Another proposal — creating a “Clean Hands Trust” against natural resources exported from countries with tyrannical regimes — immediately raises many questions. For example, why should the Trust cover only natural resources? What about other goods? What about services? If the answer is positive, and tariffs are to be raised against all goods and services imported from a country with a particularly tyrannical regime, what is the difference between the proposed measure and traditional economic sanctions? Their ineffectiveness is well known.
Another set of questions can be raised regarding the fairness of punishing private entrepreneurs who are citizens of a country facing tariff sanctions. In addition to the suffering caused by their own political regime, it seems that those business people will be punished again by sanctions from the United States. Would that be fair? And would this really accelerate desirable change within the tyrannical regime?

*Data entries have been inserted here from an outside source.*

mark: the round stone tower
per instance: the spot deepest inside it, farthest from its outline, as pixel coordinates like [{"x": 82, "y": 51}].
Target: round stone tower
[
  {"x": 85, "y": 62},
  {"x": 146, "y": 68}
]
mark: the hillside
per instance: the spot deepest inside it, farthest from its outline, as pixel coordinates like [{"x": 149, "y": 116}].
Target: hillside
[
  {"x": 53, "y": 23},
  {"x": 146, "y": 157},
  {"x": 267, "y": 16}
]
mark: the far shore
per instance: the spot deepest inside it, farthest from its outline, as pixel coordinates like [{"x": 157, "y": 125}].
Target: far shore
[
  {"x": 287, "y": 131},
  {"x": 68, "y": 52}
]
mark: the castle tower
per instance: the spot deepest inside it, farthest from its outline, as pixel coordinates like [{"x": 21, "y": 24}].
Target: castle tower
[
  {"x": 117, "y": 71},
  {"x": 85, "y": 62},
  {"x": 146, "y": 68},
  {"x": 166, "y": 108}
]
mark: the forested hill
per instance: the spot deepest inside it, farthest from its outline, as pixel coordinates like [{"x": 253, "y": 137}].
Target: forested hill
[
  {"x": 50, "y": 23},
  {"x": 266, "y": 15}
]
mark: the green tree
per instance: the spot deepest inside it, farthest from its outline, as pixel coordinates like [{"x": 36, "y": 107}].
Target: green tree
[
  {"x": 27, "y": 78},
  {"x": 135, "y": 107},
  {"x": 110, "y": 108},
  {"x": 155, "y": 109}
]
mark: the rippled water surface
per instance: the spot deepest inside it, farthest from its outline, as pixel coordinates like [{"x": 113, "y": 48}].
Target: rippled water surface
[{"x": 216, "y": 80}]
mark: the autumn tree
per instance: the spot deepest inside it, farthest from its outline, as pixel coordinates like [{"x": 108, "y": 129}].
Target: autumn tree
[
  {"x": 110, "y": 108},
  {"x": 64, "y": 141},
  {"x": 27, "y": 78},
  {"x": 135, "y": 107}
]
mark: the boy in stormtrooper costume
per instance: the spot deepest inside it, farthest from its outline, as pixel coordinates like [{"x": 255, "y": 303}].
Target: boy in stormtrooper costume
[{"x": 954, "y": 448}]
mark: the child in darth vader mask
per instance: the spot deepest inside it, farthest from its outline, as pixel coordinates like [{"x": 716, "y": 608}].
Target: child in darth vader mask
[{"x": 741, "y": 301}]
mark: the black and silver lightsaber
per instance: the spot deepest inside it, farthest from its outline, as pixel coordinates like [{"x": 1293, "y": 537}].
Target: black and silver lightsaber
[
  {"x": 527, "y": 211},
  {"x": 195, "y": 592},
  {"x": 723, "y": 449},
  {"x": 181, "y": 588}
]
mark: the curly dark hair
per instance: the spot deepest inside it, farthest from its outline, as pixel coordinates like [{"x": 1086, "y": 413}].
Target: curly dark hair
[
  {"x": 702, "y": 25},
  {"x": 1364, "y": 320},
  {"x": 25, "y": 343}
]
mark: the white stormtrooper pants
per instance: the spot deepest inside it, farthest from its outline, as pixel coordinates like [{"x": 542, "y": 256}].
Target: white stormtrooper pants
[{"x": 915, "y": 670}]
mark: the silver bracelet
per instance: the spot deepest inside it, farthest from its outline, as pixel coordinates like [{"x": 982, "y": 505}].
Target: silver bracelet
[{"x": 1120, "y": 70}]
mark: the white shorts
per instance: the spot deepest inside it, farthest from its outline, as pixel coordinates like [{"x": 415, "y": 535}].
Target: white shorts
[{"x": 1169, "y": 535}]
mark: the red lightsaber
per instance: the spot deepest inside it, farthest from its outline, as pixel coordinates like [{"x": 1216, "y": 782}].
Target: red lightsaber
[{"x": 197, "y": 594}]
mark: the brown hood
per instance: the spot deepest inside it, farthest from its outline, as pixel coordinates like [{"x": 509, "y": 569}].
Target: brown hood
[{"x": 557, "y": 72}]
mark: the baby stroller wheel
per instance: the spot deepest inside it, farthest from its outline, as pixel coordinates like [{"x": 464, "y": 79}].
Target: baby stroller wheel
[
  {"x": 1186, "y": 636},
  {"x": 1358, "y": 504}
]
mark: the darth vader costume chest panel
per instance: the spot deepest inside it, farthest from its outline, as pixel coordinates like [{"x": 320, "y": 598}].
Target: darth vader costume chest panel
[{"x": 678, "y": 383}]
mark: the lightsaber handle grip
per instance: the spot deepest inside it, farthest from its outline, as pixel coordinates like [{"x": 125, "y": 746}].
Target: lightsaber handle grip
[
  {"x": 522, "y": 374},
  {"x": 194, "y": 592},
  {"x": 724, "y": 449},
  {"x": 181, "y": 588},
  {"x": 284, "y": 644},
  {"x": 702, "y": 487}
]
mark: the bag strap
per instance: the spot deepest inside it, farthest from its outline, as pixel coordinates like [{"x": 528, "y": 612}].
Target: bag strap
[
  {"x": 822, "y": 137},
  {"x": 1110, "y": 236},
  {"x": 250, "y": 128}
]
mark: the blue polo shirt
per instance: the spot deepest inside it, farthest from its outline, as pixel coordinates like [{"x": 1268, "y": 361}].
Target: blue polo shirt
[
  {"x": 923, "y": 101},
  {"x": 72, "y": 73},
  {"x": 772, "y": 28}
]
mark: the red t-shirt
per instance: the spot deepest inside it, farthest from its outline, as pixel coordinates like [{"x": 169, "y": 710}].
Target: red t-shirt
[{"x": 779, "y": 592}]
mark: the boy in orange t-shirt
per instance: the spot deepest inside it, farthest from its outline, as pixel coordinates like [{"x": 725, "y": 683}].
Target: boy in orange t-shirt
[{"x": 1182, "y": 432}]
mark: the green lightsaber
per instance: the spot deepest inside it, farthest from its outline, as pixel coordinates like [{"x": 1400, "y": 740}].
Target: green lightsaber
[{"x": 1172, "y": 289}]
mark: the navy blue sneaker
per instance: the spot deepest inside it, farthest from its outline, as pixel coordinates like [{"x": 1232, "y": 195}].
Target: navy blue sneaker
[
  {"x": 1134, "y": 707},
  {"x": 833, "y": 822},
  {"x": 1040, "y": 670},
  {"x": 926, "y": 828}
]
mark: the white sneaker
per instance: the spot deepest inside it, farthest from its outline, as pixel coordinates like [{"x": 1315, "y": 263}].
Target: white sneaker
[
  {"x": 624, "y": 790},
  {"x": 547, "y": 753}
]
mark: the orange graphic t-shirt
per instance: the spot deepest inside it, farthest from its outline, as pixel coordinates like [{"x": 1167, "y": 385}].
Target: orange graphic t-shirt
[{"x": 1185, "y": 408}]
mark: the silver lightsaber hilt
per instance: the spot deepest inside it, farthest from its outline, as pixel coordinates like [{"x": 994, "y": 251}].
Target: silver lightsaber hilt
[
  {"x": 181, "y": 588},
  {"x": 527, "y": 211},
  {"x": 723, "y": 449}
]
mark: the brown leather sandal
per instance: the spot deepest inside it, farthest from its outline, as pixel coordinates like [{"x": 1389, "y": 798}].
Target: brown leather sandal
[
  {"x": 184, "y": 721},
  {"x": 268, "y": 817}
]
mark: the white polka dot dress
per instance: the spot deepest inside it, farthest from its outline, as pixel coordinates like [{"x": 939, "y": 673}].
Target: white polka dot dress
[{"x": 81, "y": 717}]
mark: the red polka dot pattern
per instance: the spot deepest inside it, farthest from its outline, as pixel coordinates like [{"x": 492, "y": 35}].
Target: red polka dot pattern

If the proposed tariffs are to be raised just against government companies or the leaders of tyrannical regimes, it would be better to make that clear. But in that case it would be helpful, first, to widen and “smarten” the possible range of sanctions, including issues of visas, entries into democratic countries, bank accounts in states with the rule of law, etc. And, second, to exclude natural resources from the objects of those sanctions’ application.
If someone is guilty of stealing national resources — of grabbing public money, destroying freedom and democracy, and violating the rights and property of the people living under repressive regimes — it is not really about oil. It is not really about gas or diamonds. It is not really about natural resources at all. It’s not about goods, or services.
If someone is guilty of stealing resources, the issue is not what is stolen, but rather who is stealing. Our focus ought not to be on the objects of theft, but on its perpetrators. If the purpose of Prof. Wenar’s proposal is to punish someone, it is better to punish those who are really guilty, not those who are most accessible or convenient.
Andrei Illarionov is a senior fellow at the Cato Institute.